Associate Judge, 4th District Court of Maryland
- In office February 1, 2005 – June 30, 2022
- Succeeded by: Patrick J. Devine

Member of the Maryland House of Delegates from District 28
- In office February 11, 2003 – January 31, 2005
- Preceded by: Thomas E. Hutchins
- Succeeded by: William Daniel Mayer
- Constituency: Charles County, MD

Personal details
- Born: January 4, 1955 (age 71) Washington, D.C., U.S.
- Party: Republican
- Profession: lawyer, politician, judge
- Website: Official website

= W. Louis Hennessy =

American politician

W. Louis Hennessy (born January 4, 1955) is an American jurist who served as judge in the District Court for Charles County, Maryland. He was also a member of the Maryland House of Delegates for District 28.

==Background==
Hennessy was originally appointed to the District 28 seat of the Maryland House of Delegates in 2003 when Thomas E. Hutchins resigned to accept an appointment to the position of Secretary of Veterans Affairs. Hennessy remained in this seat for two years when he was himself appointed, this time to the 4th District Court of Maryland in 2005 by former Maryland Governor Bob Ehrlich.

==Education==
Hennessy graduated in 1995 from the University of Maryland, College Park with his Bachelor's in Arts.
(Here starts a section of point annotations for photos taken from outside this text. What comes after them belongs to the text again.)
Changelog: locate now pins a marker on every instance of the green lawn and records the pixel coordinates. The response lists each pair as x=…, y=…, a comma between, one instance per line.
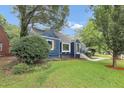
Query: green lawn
x=69, y=73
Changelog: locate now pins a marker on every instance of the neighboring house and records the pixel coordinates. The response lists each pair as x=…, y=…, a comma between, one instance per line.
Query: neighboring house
x=61, y=45
x=4, y=43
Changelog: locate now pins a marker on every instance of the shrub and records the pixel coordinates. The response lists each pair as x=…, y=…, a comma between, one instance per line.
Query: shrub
x=30, y=49
x=20, y=68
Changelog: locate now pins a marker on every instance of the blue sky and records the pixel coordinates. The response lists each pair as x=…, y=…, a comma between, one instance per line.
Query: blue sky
x=79, y=16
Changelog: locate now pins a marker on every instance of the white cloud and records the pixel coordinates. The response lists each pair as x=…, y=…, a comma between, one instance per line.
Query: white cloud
x=74, y=26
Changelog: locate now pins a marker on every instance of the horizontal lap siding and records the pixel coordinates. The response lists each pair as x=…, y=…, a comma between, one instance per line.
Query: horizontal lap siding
x=56, y=52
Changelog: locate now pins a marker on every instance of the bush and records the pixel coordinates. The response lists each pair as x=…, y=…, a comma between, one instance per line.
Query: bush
x=30, y=49
x=20, y=68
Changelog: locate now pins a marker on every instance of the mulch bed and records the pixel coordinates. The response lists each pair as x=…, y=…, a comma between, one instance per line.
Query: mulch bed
x=114, y=68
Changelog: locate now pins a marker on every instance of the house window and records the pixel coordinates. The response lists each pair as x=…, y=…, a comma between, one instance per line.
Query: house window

In 1997 he graduated from the University of Maryland School of Law with his J.D.

==Career==
Hennessy was a commander of the Homicide Investigations Branch for the Metropolitan Police Department of the District of Columbia from 1993 until 1995. He was a member of the Metropolitan Police Department from 1973 until 1998. He also served as an attorney for Buchanan & Hennessy, P.A. and of Counsel for Asbill Moffitt & Boss.

Outside of work, Hennessy was a member of the Tri-County Council for Southern Maryland.

==In the legislature==
Hennessy served on the Judiciary Committee and was a member of the Special Committee on Drug and Alcohol Abuse, the Rules and Executive Nominations Committee, and the Medical Malpractice Insurance Work Group, 2004. He never sought election during this time as he was appointed to the position mid-term and appointed out, also in mid-term.

==On the bench==
In August 2021, Hennessy was accused of offering legal advice to friends facing domestic violence charges and allegedly showing bias against women and domestic violence victims. In May 2022, the Maryland Commission on Judicial Disabilities recommended that Hennessy be suspended for three years without pay, with all but nine months suspended. Hennessy retired on June 30, 2022, and was succeeded by former Charles County circuit judge Patrick J. Devine. Upon appeal, the Maryland Court of Appeals dismissed the matter in light of his retirement.